Teamwork in the KBTH is not at its “tipping point” where all the stakeholders expect it to be even though teamwork is one of its 9 core values. The objective of this study was to identify the role of team effectiveness on healthcare delivery at the Korle-Bu Teaching Hospital (KBTH). This study is very relevant because effective teamwork in the workplace benefits the organization by increasing individual productivity and ensures maximum utilization of manpower. A work team is a group of interdependent individuals who have complementary skills and are committed to a shared, meaningful purpose and specific goals. They have a common, collaborative work approach, clear roles and responsibilities, and hold themselves mutually accountable for the team’s performance as posited by Katzenbach (1993); Dyer (1984); and Guzzo & Dickinson (1996). Guzzo (1986) elaborates that the presence of the word “interdependency” is a key characteristic of work teams and is what distinguishes a work team from a work group.
A descriptive cross-sectional study was conducted with a sample of 210 health workers constituting an 85.4% response rate of the calculated sample size of 246. Respondents were purposively selected from different categories of health workers. The study period was from July 14th-September 31st 2012. Interviewer administered questionnaires, interviews and observations were used to collect the data. A 5-point Likert scale was used. Factor analysis was the statistical analysis performed. The Korle-Bu Teaching Hospital was founded in 1923 by Governor Guggisberg and attained a Teaching Hospital status in 1962 upon the establishment of the Medical School. It presently is a 2000 bed capacity.
The study largely revealed that, 98.6% and 80.5% of respondents understanding of teamwork and effectiveness were at variance with related literature. 1.4% of respondents understood teamwork to be “members of a group working inter-dependently towards achieving a specific goal/objective.” Three factors (i.e. goal setting, decision making and participation) of the ten dimensions/factors accounted for 50.956% of the total percentage variance when the eigenvalue was set at 1.0. Goal setting was the weakest link (29.7%, p-value 0.9, p>0.05) of effectiveness. The team was effective only in role definition (p<0.05) and less effective (p>0.05) in all the other 9 dimensions (i.e. decision making, participation, listening, feedback, communication, leadership, conflict and creativity).

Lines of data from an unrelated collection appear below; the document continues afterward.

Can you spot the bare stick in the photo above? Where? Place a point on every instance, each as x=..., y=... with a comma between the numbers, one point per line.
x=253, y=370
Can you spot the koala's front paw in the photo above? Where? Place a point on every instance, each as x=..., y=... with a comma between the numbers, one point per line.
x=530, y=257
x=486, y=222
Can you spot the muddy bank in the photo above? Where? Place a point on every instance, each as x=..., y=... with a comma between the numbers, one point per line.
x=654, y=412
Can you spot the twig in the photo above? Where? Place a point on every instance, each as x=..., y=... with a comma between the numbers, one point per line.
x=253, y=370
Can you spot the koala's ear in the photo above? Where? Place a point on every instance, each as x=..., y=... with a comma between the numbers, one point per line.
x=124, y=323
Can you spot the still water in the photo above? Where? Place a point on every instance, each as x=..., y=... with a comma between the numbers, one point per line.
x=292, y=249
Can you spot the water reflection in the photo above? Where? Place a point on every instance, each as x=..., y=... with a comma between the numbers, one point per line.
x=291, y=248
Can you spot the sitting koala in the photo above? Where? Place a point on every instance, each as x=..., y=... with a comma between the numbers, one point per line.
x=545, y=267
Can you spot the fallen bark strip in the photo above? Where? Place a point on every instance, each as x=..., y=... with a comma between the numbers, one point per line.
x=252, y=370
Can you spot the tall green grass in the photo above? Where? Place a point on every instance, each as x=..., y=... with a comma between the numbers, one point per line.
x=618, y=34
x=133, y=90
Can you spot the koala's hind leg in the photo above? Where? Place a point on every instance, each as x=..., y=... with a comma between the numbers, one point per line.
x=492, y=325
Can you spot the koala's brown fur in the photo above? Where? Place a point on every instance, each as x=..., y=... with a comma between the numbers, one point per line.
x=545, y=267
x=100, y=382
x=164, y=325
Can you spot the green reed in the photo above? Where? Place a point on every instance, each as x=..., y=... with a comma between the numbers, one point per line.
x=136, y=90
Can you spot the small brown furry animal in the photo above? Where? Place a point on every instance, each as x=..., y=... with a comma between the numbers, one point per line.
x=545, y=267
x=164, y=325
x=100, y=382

The team is less effective in all the 10 dimensions (goal setting, decision making, participation, listening, feedback, communication, leadership, conflict resolution and creativity) assessed except role definition. There was also a lack of consensus and cohesiveness about what constitutes the teams’ goal which obviously does not augur well for team effectiveness (Goni, 1999; WHO, 2007; and Lee, 2009). More than two-thirds of the respondents (i.e. including all the respondents who claim to have had one training or the other in teamwork) are also working with an understanding of teamwork which is inconsistent with Guzzo (1986); Katzenbach and Smith (1993); CHSRF (2005) and WHO (2007). Wise (1994) sums it all up, that “getting a group of people to work together does not constitute teamwork”. This impliedly have implications on patient outcomes and the quality of service which is a measure of productivity of health service. Try an effective profile promotion tool. The audience of Instagram totals millions of users from all over the world: and many of them are potential customers for your business. When purchasing likes for my Krootez.com final promotion and traffic campaign to raise the position my photos.
Team effectiveness assessment among health workers which examined 10 of the 12 dimensions was not found in the literature review; and this comprehensive combination of dimensions has never been examined in a statistically sound research as this.
More than two-thirds of health workers’ understanding of teamwork and effectiveness was inconsistent and at variance with several authors such as Katzenbach & Smith (1993); Guzzo (1986); Sundstrom (1999) and WHO (2007).
The team is effective only in role definition and less effective in all the other 9 dimensions assessed. Goal setting contributed the greatest (29.722% variance, p-value 0.900, p>0.05) to the teams less effectiveness.